Natalia Ginzburg: la Lunga Strada Verso la Città

Creato il 14 settembre 2011 da Dietrolequinte @DlqMagazine

Non tutte le ragazze che vivevano in famiglie povere erano dolci, brave, serie, o per meglio dire “attente all’occhio sociale”, come la famosa Mena dei Malavoglia. C’erano altre ragazze che se ne infischiavano della famiglia e pensavano solo ai propri comodi, come Delia e i suoi fratelli: protagonisti del romanzo d’esordio di Natalia Ginzburg, pubblicato nel 1942 con lo pseudonimo Alessandra Tornimparte a causa delle leggi razziali che, tra il 1940 e il 1943, la costrinsero, essendo ebrea, a vivere “in confino” a Pizzoli, in Abruzzo. L’autrice del ben più famoso “Lessico famigliare” (1963) rivela già nel libro d’esordio la sua vena schietta e priva di sentimentalismi, capace di trasmettere con pacatezza e semplicità quella dura realtà in cui vivono i suoi personaggi. Una realtà che mal sopportano e che tentano invano di aggirare, trasgredendo alle “normali” regole che dovrebbero governare una famiglia: il senso del decoro, la volontà di mettersi al servizio di tutti per stare meglio, la collaborazione. Ma perfino il padre è cosciente del fatto che la colpa non è dei ragazzi, ma sua e di sua moglie, i quali non hanno saputo educarli. Fatto sta che Delia a sedici anni sogna ingenuamente di sposarsi come la sorella Azalea per fuggire via dalla casa in cui è cresciuta e che detesta; tanto da correre via ogni giorno, con il fratello più piccolo Giovanni e con Nini (parente lontano che ha vissuto fin da piccolo con loro), per la strada che va in città. Quest’ultima rappresenta per la protagonista, non solo una via di scampo, un piccolo paradiso dove ritemprare lo spirito, ma il punto nevralgico della sua vicenda. Prima fugge di casa per raggiungere la città, poi dovrà fuggirla per via dello scandalo e in seguito vi ritornerà da “trionfatrice”, quando la sua trasformazione da ragazzina a donna sarà completa. In città si scoprirà a conoscere due tipi di amore: uno frivolo e ingannatore, l’altro ben più profondo e sincero.

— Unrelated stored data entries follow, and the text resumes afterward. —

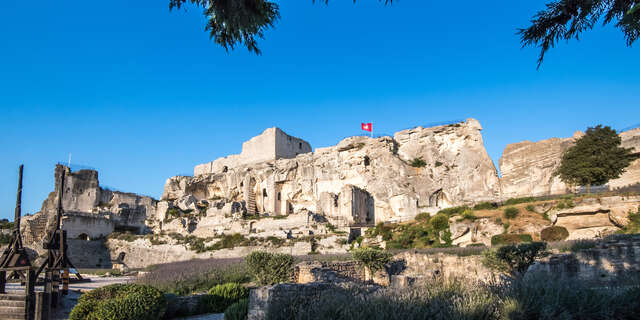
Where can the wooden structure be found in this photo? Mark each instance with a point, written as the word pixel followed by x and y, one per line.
pixel 15 264
pixel 57 264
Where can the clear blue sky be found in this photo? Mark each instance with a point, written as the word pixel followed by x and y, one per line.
pixel 142 94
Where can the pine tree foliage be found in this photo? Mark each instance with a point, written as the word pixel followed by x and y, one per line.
pixel 233 22
pixel 567 19
pixel 596 158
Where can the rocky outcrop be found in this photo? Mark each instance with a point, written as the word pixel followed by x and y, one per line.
pixel 595 217
pixel 528 168
pixel 359 182
pixel 480 231
pixel 90 211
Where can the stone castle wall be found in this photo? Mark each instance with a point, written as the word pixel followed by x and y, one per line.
pixel 528 167
pixel 271 145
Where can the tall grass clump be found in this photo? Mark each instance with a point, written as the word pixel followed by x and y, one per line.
pixel 537 298
pixel 438 300
pixel 197 275
pixel 120 302
pixel 514 201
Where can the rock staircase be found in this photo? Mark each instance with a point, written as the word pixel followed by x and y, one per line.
pixel 13 305
pixel 251 204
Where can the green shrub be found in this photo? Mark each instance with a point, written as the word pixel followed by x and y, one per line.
pixel 120 302
pixel 439 222
pixel 372 258
pixel 511 212
pixel 418 162
pixel 237 311
pixel 270 268
pixel 221 297
pixel 514 201
pixel 5 224
pixel 634 223
pixel 485 206
pixel 554 233
pixel 507 239
pixel 514 260
pixel 468 215
pixel 423 217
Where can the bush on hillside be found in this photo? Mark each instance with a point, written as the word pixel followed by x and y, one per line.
pixel 507 239
pixel 373 259
pixel 468 215
pixel 221 297
pixel 511 212
pixel 120 302
pixel 634 223
pixel 270 268
pixel 439 222
pixel 514 260
pixel 237 311
pixel 423 217
pixel 485 206
pixel 198 275
pixel 554 233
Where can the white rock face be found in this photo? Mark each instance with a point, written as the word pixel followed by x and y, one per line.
pixel 90 211
pixel 271 145
pixel 361 181
pixel 528 167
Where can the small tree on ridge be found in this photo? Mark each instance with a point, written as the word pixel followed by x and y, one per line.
pixel 596 158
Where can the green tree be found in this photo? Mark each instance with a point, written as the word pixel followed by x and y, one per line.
pixel 567 19
pixel 514 260
pixel 233 22
pixel 596 158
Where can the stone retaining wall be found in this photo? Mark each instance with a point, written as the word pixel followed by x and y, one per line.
pixel 609 262
pixel 315 271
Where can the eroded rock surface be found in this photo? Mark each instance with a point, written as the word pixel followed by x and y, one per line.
pixel 359 182
pixel 528 167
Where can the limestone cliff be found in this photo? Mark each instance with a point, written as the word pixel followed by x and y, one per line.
pixel 359 182
pixel 90 211
pixel 528 167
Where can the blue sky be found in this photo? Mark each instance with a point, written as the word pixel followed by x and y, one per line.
pixel 142 94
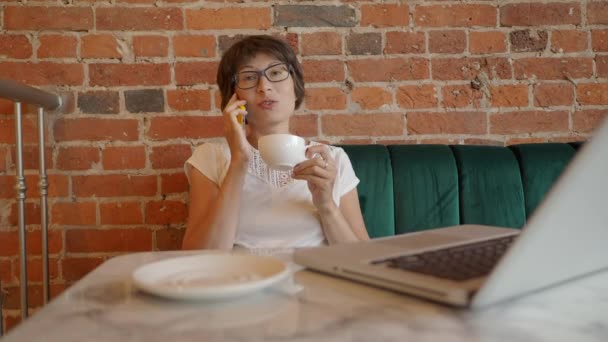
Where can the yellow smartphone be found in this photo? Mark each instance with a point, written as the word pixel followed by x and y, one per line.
pixel 241 118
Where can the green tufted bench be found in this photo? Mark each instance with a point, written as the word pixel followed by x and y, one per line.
pixel 408 188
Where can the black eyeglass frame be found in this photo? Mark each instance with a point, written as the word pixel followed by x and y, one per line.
pixel 260 73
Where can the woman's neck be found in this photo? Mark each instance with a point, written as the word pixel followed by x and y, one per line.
pixel 254 132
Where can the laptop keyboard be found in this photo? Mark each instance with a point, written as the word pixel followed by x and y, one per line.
pixel 458 263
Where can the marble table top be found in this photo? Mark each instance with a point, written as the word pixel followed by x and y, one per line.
pixel 104 306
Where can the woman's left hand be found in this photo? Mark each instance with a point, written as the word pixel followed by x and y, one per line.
pixel 320 173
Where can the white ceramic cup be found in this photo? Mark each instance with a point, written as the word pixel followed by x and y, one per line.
pixel 282 151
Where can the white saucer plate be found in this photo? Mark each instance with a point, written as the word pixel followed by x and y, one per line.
pixel 209 276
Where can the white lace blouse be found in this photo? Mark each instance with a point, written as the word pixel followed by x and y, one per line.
pixel 276 210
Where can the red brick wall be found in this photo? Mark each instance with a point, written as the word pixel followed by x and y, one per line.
pixel 139 77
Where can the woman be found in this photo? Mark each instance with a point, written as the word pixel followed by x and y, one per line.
pixel 235 199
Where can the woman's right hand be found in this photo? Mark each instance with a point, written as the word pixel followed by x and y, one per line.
pixel 240 150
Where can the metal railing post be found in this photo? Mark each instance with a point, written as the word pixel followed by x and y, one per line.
pixel 19 93
pixel 21 189
pixel 43 186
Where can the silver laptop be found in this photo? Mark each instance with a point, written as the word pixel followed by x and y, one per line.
pixel 564 239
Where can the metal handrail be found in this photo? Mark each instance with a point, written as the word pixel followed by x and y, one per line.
pixel 19 93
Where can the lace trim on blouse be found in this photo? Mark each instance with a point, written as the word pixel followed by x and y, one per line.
pixel 276 178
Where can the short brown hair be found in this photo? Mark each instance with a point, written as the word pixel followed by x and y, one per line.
pixel 244 50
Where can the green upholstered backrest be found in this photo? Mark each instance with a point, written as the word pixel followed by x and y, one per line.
pixel 408 188
pixel 491 191
pixel 540 166
pixel 426 187
pixel 372 166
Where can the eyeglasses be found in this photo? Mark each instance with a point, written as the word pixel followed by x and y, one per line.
pixel 274 73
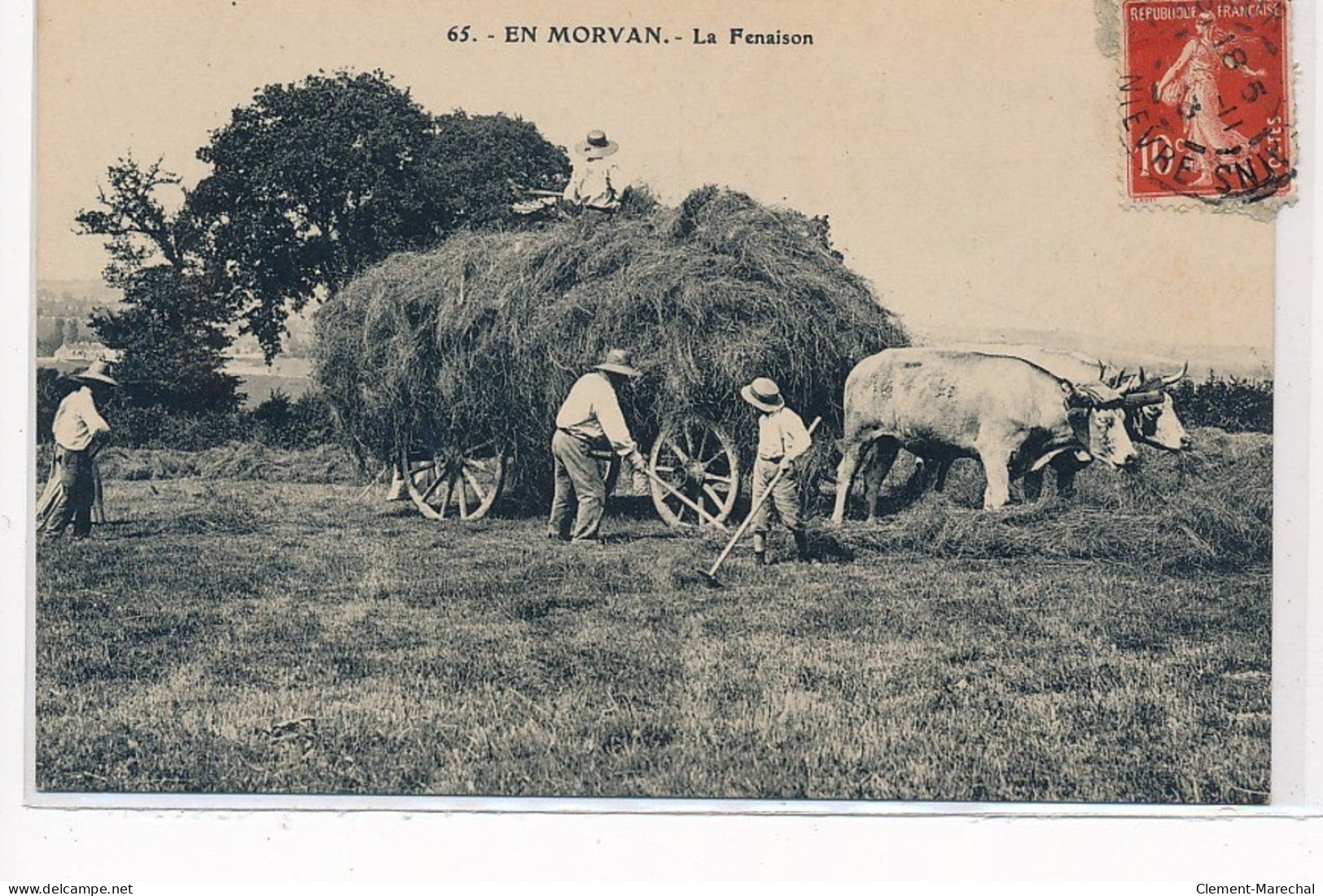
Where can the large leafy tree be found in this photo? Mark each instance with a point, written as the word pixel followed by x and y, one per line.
pixel 173 328
pixel 315 181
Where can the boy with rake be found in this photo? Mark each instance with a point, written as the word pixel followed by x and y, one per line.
pixel 782 439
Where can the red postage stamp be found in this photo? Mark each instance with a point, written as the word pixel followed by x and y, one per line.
pixel 1206 99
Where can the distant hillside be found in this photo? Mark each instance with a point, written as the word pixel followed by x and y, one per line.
pixel 1242 362
pixel 74 299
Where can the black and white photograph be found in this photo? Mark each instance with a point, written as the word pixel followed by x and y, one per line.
pixel 734 402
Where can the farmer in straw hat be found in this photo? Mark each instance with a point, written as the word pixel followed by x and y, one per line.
pixel 594 181
pixel 782 438
pixel 80 432
pixel 590 419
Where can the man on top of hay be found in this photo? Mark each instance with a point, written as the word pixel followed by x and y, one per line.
pixel 593 184
pixel 782 438
pixel 590 419
pixel 80 432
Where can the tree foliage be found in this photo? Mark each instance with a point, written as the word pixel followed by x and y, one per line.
pixel 173 330
pixel 318 180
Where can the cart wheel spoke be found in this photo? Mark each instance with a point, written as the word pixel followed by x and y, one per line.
pixel 462 484
pixel 475 485
pixel 699 460
pixel 463 499
pixel 716 499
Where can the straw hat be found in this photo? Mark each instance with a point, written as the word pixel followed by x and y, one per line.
pixel 618 361
pixel 597 146
pixel 764 394
pixel 97 373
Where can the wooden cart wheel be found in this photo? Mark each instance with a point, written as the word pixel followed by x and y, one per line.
pixel 698 459
pixel 457 483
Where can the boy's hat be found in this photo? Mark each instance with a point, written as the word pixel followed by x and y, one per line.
pixel 97 373
pixel 618 361
pixel 764 394
pixel 596 146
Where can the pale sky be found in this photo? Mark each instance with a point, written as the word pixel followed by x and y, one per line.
pixel 966 151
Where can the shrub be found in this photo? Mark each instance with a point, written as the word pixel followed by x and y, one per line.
pixel 1228 404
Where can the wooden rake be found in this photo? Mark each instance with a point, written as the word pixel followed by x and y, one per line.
pixel 711 575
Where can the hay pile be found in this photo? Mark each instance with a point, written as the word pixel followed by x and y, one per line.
pixel 484 336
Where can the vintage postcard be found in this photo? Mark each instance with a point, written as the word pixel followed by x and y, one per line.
pixel 757 404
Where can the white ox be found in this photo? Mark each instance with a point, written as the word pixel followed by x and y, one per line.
pixel 1010 414
pixel 1149 423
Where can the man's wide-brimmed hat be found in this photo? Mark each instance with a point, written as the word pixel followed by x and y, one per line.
pixel 618 361
pixel 97 373
pixel 764 394
pixel 596 146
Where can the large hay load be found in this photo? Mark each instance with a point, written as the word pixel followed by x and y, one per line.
pixel 463 353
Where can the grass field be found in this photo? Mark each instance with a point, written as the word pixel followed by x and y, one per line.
pixel 239 636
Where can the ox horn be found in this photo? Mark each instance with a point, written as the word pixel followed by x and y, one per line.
pixel 1139 400
pixel 1176 378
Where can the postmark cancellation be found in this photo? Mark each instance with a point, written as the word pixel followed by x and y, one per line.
pixel 1206 103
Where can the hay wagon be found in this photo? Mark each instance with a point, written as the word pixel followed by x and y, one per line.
pixel 451 364
pixel 694 474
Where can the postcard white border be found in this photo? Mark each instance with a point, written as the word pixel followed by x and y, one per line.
pixel 406 838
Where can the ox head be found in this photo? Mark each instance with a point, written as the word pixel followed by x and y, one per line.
pixel 1150 413
pixel 1097 415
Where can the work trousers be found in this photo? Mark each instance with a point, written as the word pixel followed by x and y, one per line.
pixel 577 481
pixel 785 496
pixel 76 495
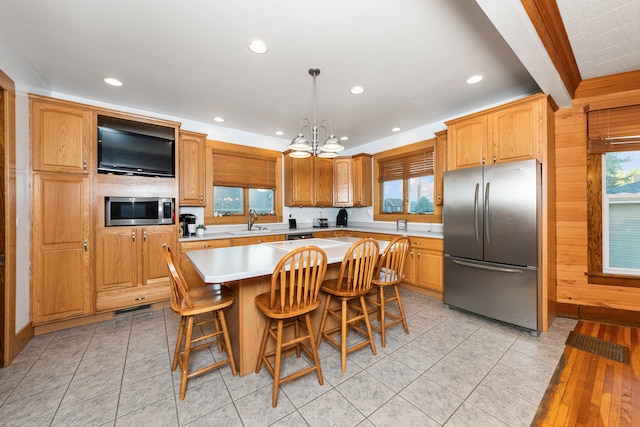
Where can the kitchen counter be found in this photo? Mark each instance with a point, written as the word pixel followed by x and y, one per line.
pixel 363 229
pixel 246 270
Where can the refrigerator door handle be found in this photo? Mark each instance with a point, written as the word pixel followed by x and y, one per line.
pixel 475 213
pixel 487 232
pixel 486 267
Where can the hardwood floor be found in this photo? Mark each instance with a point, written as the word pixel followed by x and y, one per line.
pixel 588 389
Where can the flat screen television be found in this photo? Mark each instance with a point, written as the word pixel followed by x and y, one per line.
pixel 130 153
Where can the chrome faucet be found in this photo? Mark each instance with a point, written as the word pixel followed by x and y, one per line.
pixel 252 216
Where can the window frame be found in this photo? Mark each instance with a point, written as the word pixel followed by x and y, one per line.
pixel 597 146
pixel 227 148
pixel 405 151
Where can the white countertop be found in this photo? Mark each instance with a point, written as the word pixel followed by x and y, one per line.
pixel 226 235
pixel 219 265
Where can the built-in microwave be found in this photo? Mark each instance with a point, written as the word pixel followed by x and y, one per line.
pixel 138 211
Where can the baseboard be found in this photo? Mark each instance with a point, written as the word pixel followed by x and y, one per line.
pixel 599 314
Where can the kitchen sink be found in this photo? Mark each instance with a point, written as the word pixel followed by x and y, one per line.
pixel 248 232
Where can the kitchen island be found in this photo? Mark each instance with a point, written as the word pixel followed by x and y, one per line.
pixel 246 270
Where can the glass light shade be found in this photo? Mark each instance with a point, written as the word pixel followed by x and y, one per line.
pixel 299 154
pixel 332 145
pixel 300 143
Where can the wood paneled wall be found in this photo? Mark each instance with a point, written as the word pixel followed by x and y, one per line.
pixel 571 208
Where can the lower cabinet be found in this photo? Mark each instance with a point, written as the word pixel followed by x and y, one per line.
pixel 130 266
pixel 424 267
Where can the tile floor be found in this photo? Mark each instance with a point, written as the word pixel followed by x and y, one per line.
pixel 453 369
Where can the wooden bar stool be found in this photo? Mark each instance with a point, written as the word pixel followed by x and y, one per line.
pixel 295 284
pixel 189 304
pixel 353 282
pixel 389 273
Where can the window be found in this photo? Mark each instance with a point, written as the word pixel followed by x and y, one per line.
pixel 621 212
pixel 613 196
pixel 242 178
pixel 407 183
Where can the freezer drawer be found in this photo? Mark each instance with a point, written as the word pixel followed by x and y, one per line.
pixel 498 291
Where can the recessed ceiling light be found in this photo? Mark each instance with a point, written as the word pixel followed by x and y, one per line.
pixel 258 46
pixel 112 81
pixel 474 79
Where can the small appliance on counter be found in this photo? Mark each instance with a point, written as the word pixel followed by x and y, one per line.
pixel 341 220
pixel 320 222
pixel 188 224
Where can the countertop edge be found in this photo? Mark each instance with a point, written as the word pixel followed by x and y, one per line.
pixel 227 235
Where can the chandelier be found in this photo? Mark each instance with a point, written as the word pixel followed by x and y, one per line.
pixel 301 146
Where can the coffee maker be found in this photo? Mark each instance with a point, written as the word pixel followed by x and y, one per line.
pixel 185 220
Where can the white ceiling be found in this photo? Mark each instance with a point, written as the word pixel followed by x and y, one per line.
pixel 189 58
pixel 603 34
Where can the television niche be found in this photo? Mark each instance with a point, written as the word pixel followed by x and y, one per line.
pixel 128 148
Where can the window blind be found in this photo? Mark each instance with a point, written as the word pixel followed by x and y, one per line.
pixel 613 129
pixel 236 170
pixel 409 166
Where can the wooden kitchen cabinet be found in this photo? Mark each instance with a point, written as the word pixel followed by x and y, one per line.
pixel 60 249
pixel 511 132
pixel 425 265
pixel 362 180
pixel 192 168
pixel 441 165
pixel 308 182
pixel 61 135
pixel 130 266
pixel 352 181
pixel 342 181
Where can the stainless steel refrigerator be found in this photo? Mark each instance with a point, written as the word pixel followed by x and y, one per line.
pixel 491 218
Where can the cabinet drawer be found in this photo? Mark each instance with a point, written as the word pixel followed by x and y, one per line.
pixel 426 243
pixel 124 298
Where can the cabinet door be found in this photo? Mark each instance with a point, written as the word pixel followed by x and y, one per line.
pixel 60 255
pixel 154 267
pixel 60 137
pixel 467 142
pixel 430 267
pixel 192 168
pixel 516 133
pixel 362 180
pixel 342 182
pixel 299 181
pixel 410 268
pixel 117 258
pixel 323 181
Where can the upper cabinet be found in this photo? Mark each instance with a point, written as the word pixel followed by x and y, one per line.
pixel 352 185
pixel 308 182
pixel 60 136
pixel 192 168
pixel 511 132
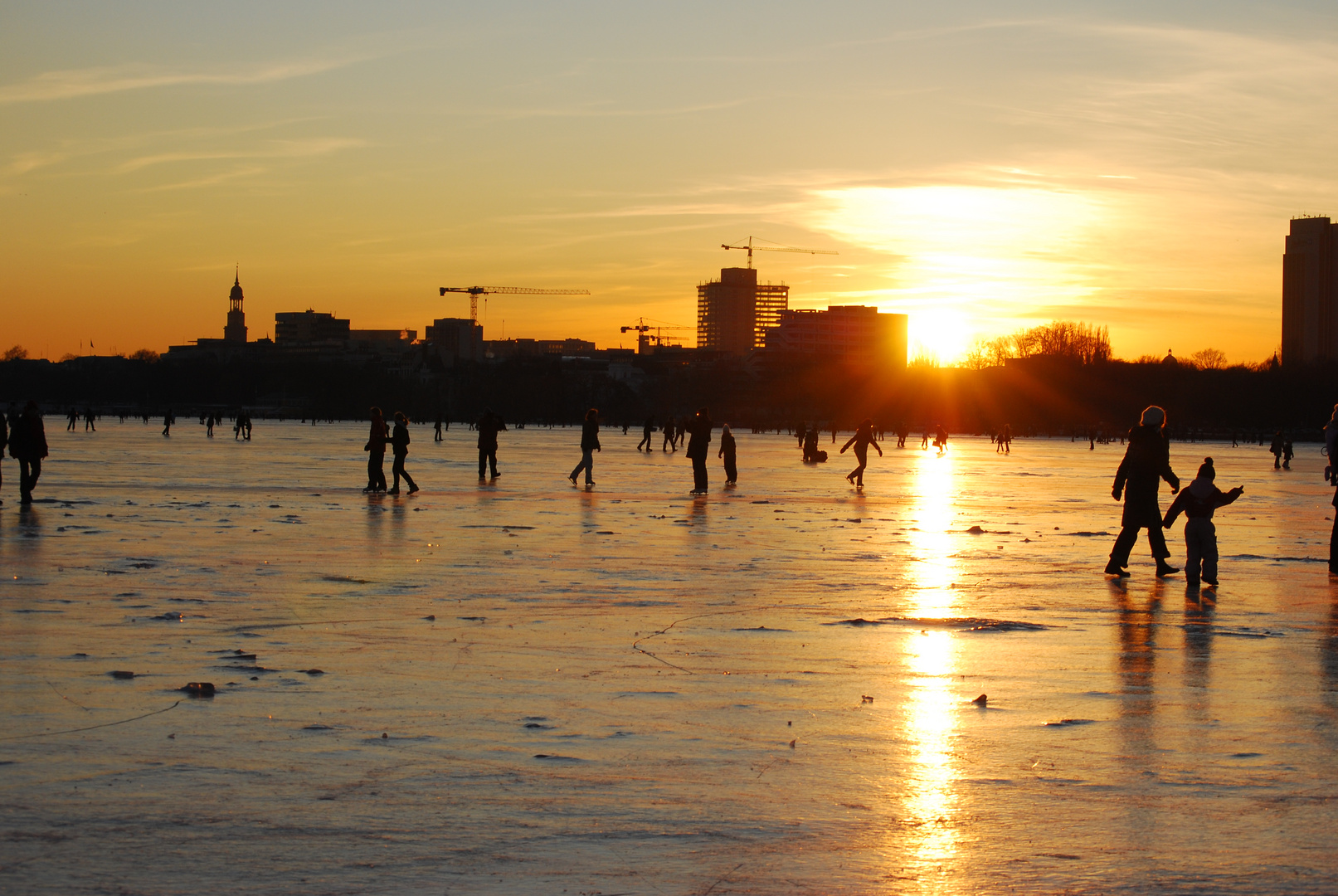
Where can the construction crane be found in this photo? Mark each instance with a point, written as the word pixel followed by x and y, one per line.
pixel 510 290
pixel 750 246
pixel 643 330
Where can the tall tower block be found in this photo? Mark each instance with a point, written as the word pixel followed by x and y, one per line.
pixel 735 312
pixel 236 329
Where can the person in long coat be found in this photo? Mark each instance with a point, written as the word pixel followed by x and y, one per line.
pixel 1147 460
pixel 698 431
pixel 375 448
pixel 28 446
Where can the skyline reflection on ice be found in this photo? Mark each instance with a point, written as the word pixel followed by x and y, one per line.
pixel 597 690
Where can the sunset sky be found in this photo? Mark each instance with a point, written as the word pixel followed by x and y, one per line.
pixel 978 166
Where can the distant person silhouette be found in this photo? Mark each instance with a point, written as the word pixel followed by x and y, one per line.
pixel 1147 460
pixel 489 427
pixel 401 448
pixel 375 448
pixel 1198 500
pixel 862 439
pixel 589 444
pixel 698 441
pixel 728 450
pixel 4 441
pixel 1331 476
pixel 28 446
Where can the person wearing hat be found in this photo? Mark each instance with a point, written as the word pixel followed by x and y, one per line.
pixel 1147 460
pixel 1198 500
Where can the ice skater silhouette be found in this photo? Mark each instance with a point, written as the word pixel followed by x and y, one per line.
pixel 1147 460
pixel 862 439
pixel 589 444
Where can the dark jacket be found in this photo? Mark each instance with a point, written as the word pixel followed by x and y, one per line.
pixel 698 431
pixel 1146 461
pixel 591 435
pixel 1198 500
pixel 727 446
pixel 28 437
pixel 401 441
pixel 489 427
pixel 377 439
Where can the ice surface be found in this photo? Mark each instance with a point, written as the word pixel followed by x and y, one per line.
pixel 528 688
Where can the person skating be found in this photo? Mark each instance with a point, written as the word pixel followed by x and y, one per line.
pixel 375 448
pixel 401 448
pixel 728 450
pixel 862 439
pixel 1198 500
pixel 489 427
pixel 1147 460
pixel 28 446
pixel 589 444
pixel 698 431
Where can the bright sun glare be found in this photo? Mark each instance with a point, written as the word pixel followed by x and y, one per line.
pixel 971 260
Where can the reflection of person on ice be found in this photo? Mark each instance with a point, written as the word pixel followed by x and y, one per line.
pixel 1146 461
pixel 1198 500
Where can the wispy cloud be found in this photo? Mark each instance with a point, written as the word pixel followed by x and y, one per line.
pixel 72 83
pixel 276 150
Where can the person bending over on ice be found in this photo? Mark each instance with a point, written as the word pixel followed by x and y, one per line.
pixel 862 439
pixel 1198 500
pixel 1146 461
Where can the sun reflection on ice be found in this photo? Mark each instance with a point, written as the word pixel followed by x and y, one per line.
pixel 930 801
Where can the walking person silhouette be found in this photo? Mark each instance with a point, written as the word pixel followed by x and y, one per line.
pixel 728 450
pixel 1147 460
pixel 28 446
pixel 375 448
pixel 862 439
pixel 401 448
pixel 589 444
pixel 489 427
pixel 698 431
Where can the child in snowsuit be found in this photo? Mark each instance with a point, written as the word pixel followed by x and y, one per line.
pixel 1198 500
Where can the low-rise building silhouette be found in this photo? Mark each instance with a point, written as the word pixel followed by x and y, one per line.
pixel 857 334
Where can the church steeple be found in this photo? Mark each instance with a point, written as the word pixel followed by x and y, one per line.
pixel 236 329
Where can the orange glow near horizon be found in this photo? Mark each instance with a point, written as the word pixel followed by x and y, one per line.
pixel 982 183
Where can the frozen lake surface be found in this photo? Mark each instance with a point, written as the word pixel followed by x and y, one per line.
pixel 528 688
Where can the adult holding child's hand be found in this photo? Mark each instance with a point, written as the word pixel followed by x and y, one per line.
pixel 1147 460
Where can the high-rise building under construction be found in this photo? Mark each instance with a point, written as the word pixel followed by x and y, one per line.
pixel 735 312
pixel 1310 292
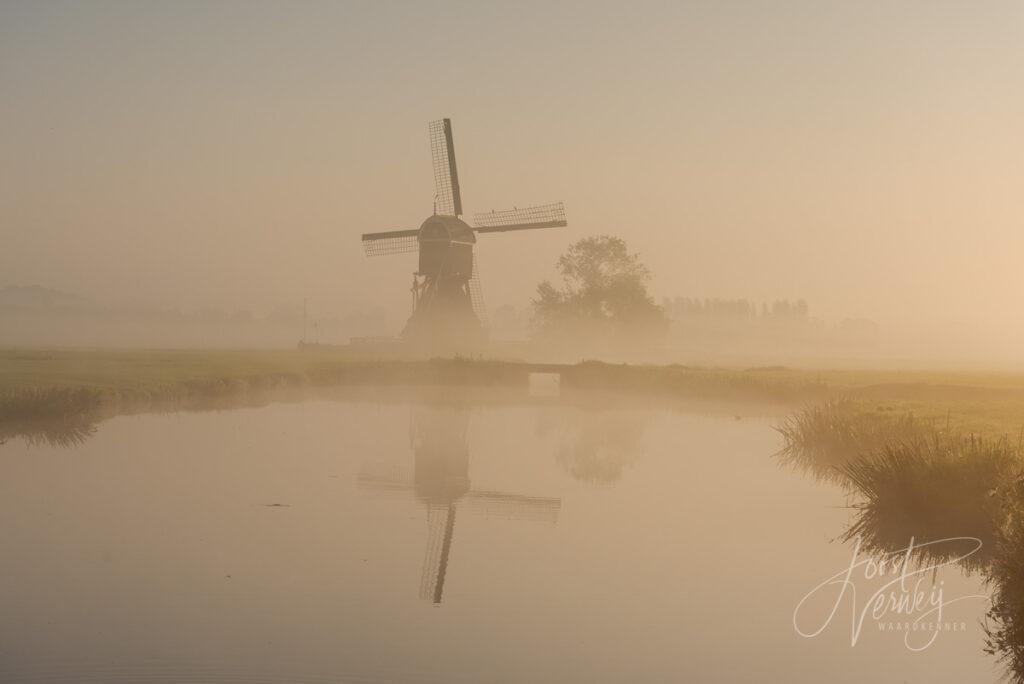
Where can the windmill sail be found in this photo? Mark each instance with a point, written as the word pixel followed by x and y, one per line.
pixel 448 198
pixel 440 518
pixel 528 218
pixel 392 242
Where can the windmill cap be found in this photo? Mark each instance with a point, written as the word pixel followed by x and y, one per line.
pixel 446 228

Ma da superficiale e inesperta adolescente cederà alle lusinghe del primo senza riconoscere il secondo, se non dopo che ormai tutto è cambiato e nessuna scelta è più plausibile. Sembrerà assurdo, ma non c’è premeditazione, non c’è calcolo nella scelta di Delia che si lascia guidare solo dal suo istinto. Non sono i soldi che le interessano e neanche uno status sociale, ma la libertà. Perché in fondo solo questa interessa alla protagonista, ma gliene viene concessa tanta da farla ubriacare e permetterle di mettersi da sola con un piede nella fossa. Tanta spensieratezza offuscata dall’ignoranza. Una vita passata a sfuggire la noia che rimane sempre acquattata dietro l’angolo, anche quando si è raggiunto il proprio obbiettivo. E forse è questo il tema centrale del romanzo: la noia. Tutti soffrono di noia: Delia che non sopporta la sua piccola e sudicia casa, Nini che passa il tempo a leggere e a bere, Giovanni che appena può scappa in città, Azalea che insoddisfatta della sua vita va in cerca di amanti, Giulio che pur essendo impegnato con lo studio va a caccia e non dimentica di accattivarsi Delia. Una noia che non abbandonerà la protagonista neanche alla fine del romanzo, quando si trova seduta in un bar a parlare del più e del meno con suo fratello e Antonietta (una brava donna con cui Giovanni si intrattiene) senza il coraggio di parlare della disgrazia, “perché i morti fanno paura”. E non stupisce che una persona così superficiale come la protagonista abbia paura della morte e non desideri parlarne. Forse è per lei un argomento troppo profondo, un argomento che la scuoterebbe troppo dal suo quieto e noioso vivere pieno di agiatezze. Ma guardando ad oggi non sembra ci siano particolari differenze, se non nella consapevolezza di determinati meccanismi. Una consapevolezza necessaria per affrontare il mondo senza perdere la strada come Delia.